Monday, January 2, 2012

Melinda Moustakis Goes Fishing

In the 58th in a series of posts on 2011 short story collections entered for The Story Prize, Melinda Moustakis, author of Bear Down, Bear North (University of Georgia Press), runs through her writing process and how she put together her collection.

Which story in your collection required the most drafts or posed the most technical problems? 

I’d say that the story "Some Other Animal" was a beast to write. It’s one of the quieter stories in the collection and I usually start a story with a dramatic bang of a first line, or write with a hard-hitting voice, and this one is in third person limited. And the whole story is about restraint, about grieving, about the muffled onslaught of snow in winter. I felt as if I was trying to write it while blindfolded because I wasn’t relying on the usual tricks. "Some Other Animal" went through a long, piecemeal, revision process over three years. I think one of the last sections I wrote was the beginning section introducing the main character. Before finding these two opening paragraphs, I had arranged all of the sections in various orders in an attempt to find a way to keep tension because the pace is more of a slow dissolving, a melting. I asked over and over, “How do I get the reader to keep reading?” And this story went through so many titles, until I sat down and reread it and looked for any phrase or line that could work as a title and focused on this line of dialogue: "They'd make it to the arctic if a bear or some other animal didn't get them first." Finding the title, along with the wise suggestion given to me at a writer’s conference of “More dead moose! More blood!” helped guide me to the final draft.

What is your writing process like? 
I am usually writing toward an image that I can’t shake off. Or the rhythm of a voice takes over my brain. And I have to wait for this to happen. I’m not one of those people who write every day and I don’t write pages and pages and then go back and cut large sections. The thought of having to cut large sections makes me cringe. If the words are going on the page, they’re going to be as close as I can get them to the final draft at that time. When I revise, it’s finagling a word here or there, or moving sections and thinking about structure, adding sections. Some people relish the revision process. I dread it. So I do everything I can to avoid a lot of revision, although, stories often have a mind of their own and don’t cooperate. A teacher of mine once said, “The story is smarter than you are.” I’ve been thinking about this advice quite a lot recently while attempting to write a novel.

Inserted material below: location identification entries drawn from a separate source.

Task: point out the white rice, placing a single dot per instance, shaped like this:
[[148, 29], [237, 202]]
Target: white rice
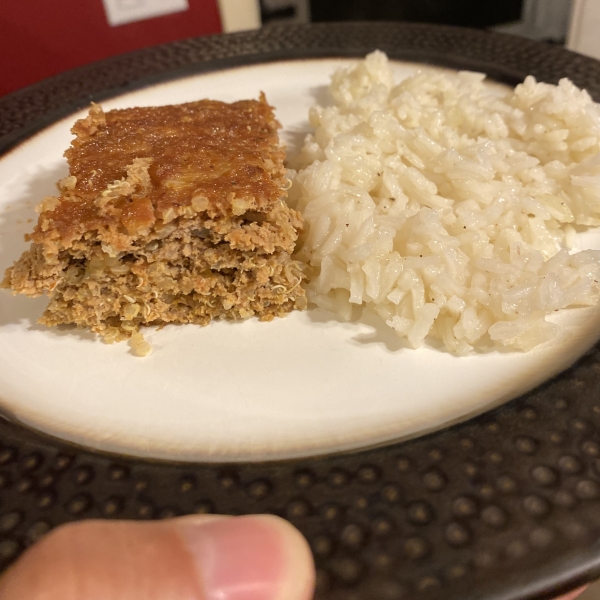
[[448, 206]]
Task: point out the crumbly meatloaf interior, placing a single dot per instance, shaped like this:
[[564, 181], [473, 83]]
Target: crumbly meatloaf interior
[[169, 215]]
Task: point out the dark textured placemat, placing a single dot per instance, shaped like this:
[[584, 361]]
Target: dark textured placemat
[[506, 506]]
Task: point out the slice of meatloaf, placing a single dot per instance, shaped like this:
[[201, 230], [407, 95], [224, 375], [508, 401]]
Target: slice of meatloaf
[[171, 214]]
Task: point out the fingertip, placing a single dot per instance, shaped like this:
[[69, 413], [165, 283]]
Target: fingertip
[[258, 557]]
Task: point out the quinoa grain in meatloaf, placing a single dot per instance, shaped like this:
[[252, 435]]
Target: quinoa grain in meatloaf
[[171, 214]]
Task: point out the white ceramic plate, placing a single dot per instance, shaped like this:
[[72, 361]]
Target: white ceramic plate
[[300, 386]]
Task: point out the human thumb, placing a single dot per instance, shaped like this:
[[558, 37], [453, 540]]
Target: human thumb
[[189, 558]]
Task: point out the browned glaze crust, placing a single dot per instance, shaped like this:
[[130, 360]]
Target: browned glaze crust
[[169, 214]]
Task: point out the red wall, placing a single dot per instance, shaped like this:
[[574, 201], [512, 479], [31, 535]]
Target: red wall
[[39, 38]]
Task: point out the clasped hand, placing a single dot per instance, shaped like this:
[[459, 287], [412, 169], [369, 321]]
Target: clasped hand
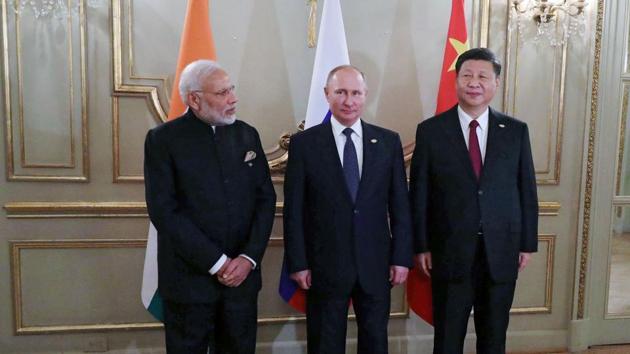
[[234, 271]]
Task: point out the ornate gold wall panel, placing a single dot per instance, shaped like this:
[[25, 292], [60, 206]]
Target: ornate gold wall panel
[[587, 192], [31, 316], [35, 287], [49, 118], [528, 81]]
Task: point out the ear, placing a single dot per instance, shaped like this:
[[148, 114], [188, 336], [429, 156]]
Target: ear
[[193, 100]]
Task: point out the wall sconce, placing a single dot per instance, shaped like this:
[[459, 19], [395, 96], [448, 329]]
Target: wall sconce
[[60, 9], [555, 21]]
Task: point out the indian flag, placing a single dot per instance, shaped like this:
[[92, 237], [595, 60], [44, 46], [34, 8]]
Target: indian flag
[[196, 43]]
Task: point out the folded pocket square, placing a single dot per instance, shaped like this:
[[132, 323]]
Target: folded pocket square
[[250, 155]]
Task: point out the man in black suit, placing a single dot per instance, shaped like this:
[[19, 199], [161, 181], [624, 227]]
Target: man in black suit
[[474, 208], [346, 219], [210, 197]]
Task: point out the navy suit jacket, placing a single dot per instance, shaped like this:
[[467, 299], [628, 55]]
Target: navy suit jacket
[[205, 201], [342, 242], [449, 205]]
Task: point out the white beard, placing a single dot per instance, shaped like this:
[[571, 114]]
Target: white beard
[[214, 117]]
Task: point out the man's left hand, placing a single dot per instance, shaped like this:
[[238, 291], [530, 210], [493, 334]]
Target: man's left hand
[[236, 272], [397, 274], [523, 260]]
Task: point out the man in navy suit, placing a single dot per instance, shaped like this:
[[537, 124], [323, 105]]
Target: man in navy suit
[[346, 219], [474, 207], [210, 197]]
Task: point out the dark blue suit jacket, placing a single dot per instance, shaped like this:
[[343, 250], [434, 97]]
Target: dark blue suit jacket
[[449, 205], [340, 241], [205, 201]]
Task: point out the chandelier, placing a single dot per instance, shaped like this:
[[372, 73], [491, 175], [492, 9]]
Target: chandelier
[[556, 21], [51, 8]]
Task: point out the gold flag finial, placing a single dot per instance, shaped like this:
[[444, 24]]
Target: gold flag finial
[[312, 18]]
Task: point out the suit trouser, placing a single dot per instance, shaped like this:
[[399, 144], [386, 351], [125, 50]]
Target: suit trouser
[[327, 319], [452, 304], [227, 326]]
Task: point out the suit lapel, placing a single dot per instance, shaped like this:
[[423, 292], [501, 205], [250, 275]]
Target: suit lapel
[[453, 130], [370, 151], [330, 159], [496, 131]]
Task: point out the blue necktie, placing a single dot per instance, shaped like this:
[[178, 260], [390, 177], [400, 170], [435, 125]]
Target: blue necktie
[[351, 165]]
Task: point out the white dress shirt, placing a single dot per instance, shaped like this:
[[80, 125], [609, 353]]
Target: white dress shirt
[[357, 139], [482, 129]]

How did you decide to arrange the stories in your collection? 
I had a lot of help with the arrangement. Sometimes you need a fresh set of eyes to look at your work and find new connections. Nancy Zafris, editor of the Flannery O’Connor Award Series at UGA Press, spent a lot of time thinking about the order of the stories with me. She was the one who suggested I put the short short "Trigger" as the first story in the collection, a thematic preface that introduces the Alaskan wilderness and the themes of hunting, violence, and the burden of inheritance to the reader. Since the stories are linked, and certain characters reappear, I knew I had to space out the generations of this homesteading family. I also had to arrange all the different points of view—first person, first person plural, second person, third limited, and omniscient. Then I also had to think about structure in the stories. I was told that I needed to create a map for readers and show them how to read the collection, how to read the more experimental stories that use modular fiction. The book begins with the short-short, one module, and builds on this idea of modules throughout the book, with the most challenging story in terms of structure and its dark subject—"Point MacKenzie"—being placed near the middle.

What kind of research, if any, do you do? 
Most of my research is of the scientific kind. Checking on facts about wildlife and bugs and trees. I enjoy finding small, strange scientific details that I can include in my work.

If you dabble in any other non-literary forms of expression, what do you do and how does it inform your work? 
I think fishing counts in this category. I do some of my best listening, gathering, and thinking on the river when I go up to Alaska to fish with my uncle. I have a weakness for fishing stories and I’d say their structure informs my work—the tension of the line literally being informed by the tension of what might be on the end of the fishing line.

Have you had a mentor and who was it? 
I’ve been extremely fortunate and had many fantastic mentors and writing teachers over the years: Susann Cokal, Pam Houston, Lucy Corin, Stuart Dybek, Kellie Wells, and Jaimy Gordon.